La vague de froid aux États-Unis relance le prix du pétrole !

Les prix du pétrole ont augmenté en raison de la lente reprise de la production aux États-Unis après la vague de froid, qui souligne la situation tendue de l’offre, au moment où la demande se remet lentement de la crise COVID-19.

Le Brent a augmenté de 33 cents, soit 0,5 %, à 63,24 dollars le baril, après avoir gagné près de 1 % la semaine dernière.
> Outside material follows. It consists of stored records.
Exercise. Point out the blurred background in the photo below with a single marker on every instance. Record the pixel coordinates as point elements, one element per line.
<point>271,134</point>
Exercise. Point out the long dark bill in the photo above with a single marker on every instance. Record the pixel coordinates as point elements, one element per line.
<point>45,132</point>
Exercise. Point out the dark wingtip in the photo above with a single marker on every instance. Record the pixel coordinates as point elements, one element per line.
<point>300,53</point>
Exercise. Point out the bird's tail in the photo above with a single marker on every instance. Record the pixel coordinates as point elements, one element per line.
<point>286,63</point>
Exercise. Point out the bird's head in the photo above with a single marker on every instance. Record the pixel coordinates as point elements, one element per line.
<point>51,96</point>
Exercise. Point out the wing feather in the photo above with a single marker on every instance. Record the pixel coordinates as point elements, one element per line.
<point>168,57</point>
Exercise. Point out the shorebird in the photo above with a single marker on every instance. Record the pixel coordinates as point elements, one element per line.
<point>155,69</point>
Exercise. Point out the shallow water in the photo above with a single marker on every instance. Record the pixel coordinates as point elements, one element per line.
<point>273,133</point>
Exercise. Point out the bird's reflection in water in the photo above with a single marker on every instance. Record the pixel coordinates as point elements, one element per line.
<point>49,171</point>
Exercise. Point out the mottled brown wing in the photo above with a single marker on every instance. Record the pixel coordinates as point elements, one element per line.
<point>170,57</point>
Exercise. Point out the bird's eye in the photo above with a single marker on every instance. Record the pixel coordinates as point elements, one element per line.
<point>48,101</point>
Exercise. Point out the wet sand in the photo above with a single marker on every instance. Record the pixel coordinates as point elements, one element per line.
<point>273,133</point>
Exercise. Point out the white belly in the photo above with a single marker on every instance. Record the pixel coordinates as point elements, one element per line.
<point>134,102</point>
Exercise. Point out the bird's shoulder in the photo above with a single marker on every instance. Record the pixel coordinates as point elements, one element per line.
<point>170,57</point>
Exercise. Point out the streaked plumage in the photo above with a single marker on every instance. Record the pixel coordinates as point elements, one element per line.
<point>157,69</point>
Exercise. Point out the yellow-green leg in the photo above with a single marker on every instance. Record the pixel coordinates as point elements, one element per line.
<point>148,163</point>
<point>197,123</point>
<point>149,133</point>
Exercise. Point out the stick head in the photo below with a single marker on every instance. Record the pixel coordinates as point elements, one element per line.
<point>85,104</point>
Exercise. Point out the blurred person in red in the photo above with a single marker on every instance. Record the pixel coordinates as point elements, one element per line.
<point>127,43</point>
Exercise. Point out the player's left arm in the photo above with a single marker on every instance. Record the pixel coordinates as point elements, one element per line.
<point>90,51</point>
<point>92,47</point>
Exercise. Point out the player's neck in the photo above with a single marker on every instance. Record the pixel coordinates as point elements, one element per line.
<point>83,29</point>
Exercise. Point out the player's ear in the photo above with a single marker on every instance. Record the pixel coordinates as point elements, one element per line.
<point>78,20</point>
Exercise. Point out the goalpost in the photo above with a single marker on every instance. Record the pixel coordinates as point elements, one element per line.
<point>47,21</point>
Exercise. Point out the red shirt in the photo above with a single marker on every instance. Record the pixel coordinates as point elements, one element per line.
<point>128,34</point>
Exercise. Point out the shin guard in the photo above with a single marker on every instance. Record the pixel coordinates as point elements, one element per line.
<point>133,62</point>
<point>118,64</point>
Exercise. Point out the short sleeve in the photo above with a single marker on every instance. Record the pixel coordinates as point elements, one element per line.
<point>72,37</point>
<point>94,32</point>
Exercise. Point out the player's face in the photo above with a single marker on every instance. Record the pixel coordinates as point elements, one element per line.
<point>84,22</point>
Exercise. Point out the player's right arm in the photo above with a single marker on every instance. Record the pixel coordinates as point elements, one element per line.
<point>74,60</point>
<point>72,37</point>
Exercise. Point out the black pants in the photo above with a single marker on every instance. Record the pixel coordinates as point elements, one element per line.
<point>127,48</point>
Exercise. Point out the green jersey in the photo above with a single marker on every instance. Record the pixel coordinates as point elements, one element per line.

Le contrat WTI a gagné 23 cents, soit 0,4 %, à 59,47 dollars le baril, après avoir chuté de 0,4 % la semaine dernière.

Le temps anormalement froid au Texas et dans plusieurs États Américains a bloqué l’extraction de pétrole et de gaz depuis plusieurs jours maintenant, ceci créant une augmentation des importations américaines en hydrocarbure.

Il faudra probablement plusieurs jours aux équipes pétrolières pour dégeler les vannes, redémarrer les systèmes et commencer la production de pétrole et de gaz.

Les raffineries américaines de la côte du Golfe du Mexique évaluent les dommages et peuvent prendre jusqu’à trois semaines pour rétablir la plupart de leurs opérations, selon les analystes.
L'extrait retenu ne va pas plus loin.